ON THIS DAY IN 1937, the Eagle reported, “CHICAGO (U.P.) — The result of multiplying 9.675 by 379 is 3,666,825, radios blared for Chicago’s seventh-grade school children at 8 a.m. today. And the pupils who divided 1.438 by 16 and didn’t get 92 and 11-16 could mark themselves an error — if mother and dad weren’t around to watch the proceedings. The gamut of reading, ’riting and ’rithmetic was included in today’s schedule of school broadcasts arranged by six stations to fill curricular breaches caused by delay in the opening of Chicago schools because of an infantile paralysis outbreak. The multiplication and division problems were for grade 7A pupils at 8 a.m. — right after breakfast. At 8:15 the problem was: ‘What is an equation?’ and at 10:45, ‘Find the area of the floor of your living room.’ Third and fourth grade pupils were invited to listen in just after dinner tonight on ‘How to make fun out of numbers.’ A study of words — accomplish, bargain, cashier, approve, brain — was listed for seventh-grade students at bedtime. Miss Minnie E. Fallon, assistant superintendent of teachers, said the first day’s broadcasts were received enthusiastically. Newspapers printed the problems and teachers announced the answers. Miss Gretta Brown, teacher of social sciences, discussed necessities of life.
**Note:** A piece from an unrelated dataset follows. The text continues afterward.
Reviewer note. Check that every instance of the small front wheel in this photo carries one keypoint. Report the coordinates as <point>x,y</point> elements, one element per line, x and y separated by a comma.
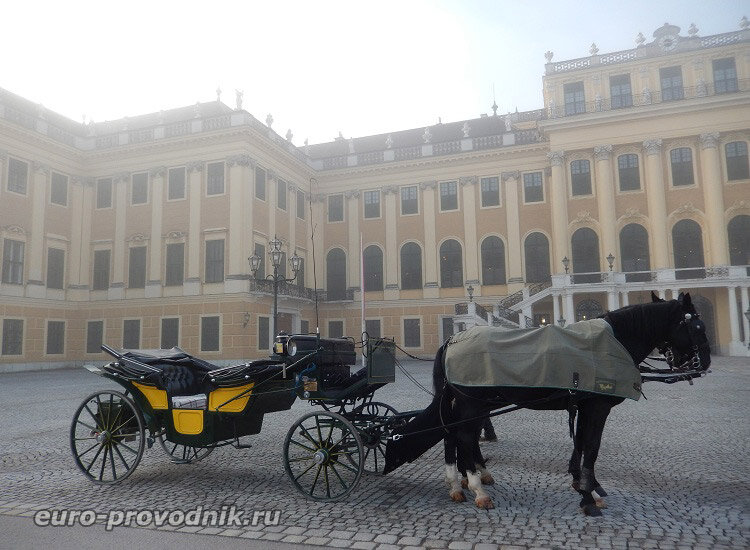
<point>107,437</point>
<point>323,456</point>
She recommended pupils ask father how he pays his bills and to paste the solutions in their scrapbooks.”

***

Melissa Leo
Evan Agostini/AP
Nas
Greg Allen/Invision/AP

NOTABLE PEOPLE BORN ON THIS DAY include “Star Trek” star Walter Koenig, who was born in 1936; Basketball Hall of Famer Larry Brown, who was born in Brooklyn in 1940; actress and singer Joey Heatherton, who was born in 1944; Sha Na Na singer Jon “Bowzer” Bauman, who was born in Brooklyn in 1947; “Jurassic Park” star Sam Neill, who was born in 1947; Pulitzer Prize-winning novelist Geraldine Brooks, who was born in 1955; Oscar-winning actress Melissa Leo, who was born in 1960; Wendy’s namesake Wendy Thomas, who was born in 1961; “Murphy Brown” star Faith Ford, who was born in 1964; “The Young and the Restless” star Michelle Stafford, who was born in 1965; “Father of the Bride” star Kimberly Williams-Paisley, who was born in 1971; “The Walking Dead” star Andrew Lincoln, who was born in 1973; and rapper and songwriter Nas, who was born in Brooklyn in 1973.

Larry Brown
Chuck Burton/AP

***

AND JUSTICE FOR ALL: Constance Baker Motley was born 100 years ago today. The Connecticut native was one of the top civil rights lawyers of the 1950s and ’60s, presenting arguments before the U.S. Supreme Court in seven cases and winning them all. She was New York’s first black woman state senator and federal judge and the first woman elected borough president of Manhattan. She died in 2005.

***

FAITH IN AMERICA: Elizabeth Ann Seton became the first American saint when she was canonized by Pope Paul VI on this day in 1975. Seton established the first Catholic girls’ school in the U.S. and the first American congregation of religious sisters, the Sisters of Charity. She was born in 1774 and died in 1821.

***

Special thanks to “Chase’s Calendar of Events” and Brooklyn Public Library.

 

Quotable:

“Lack of encouragement never deterred me. I was the kind of person who would not be put down.”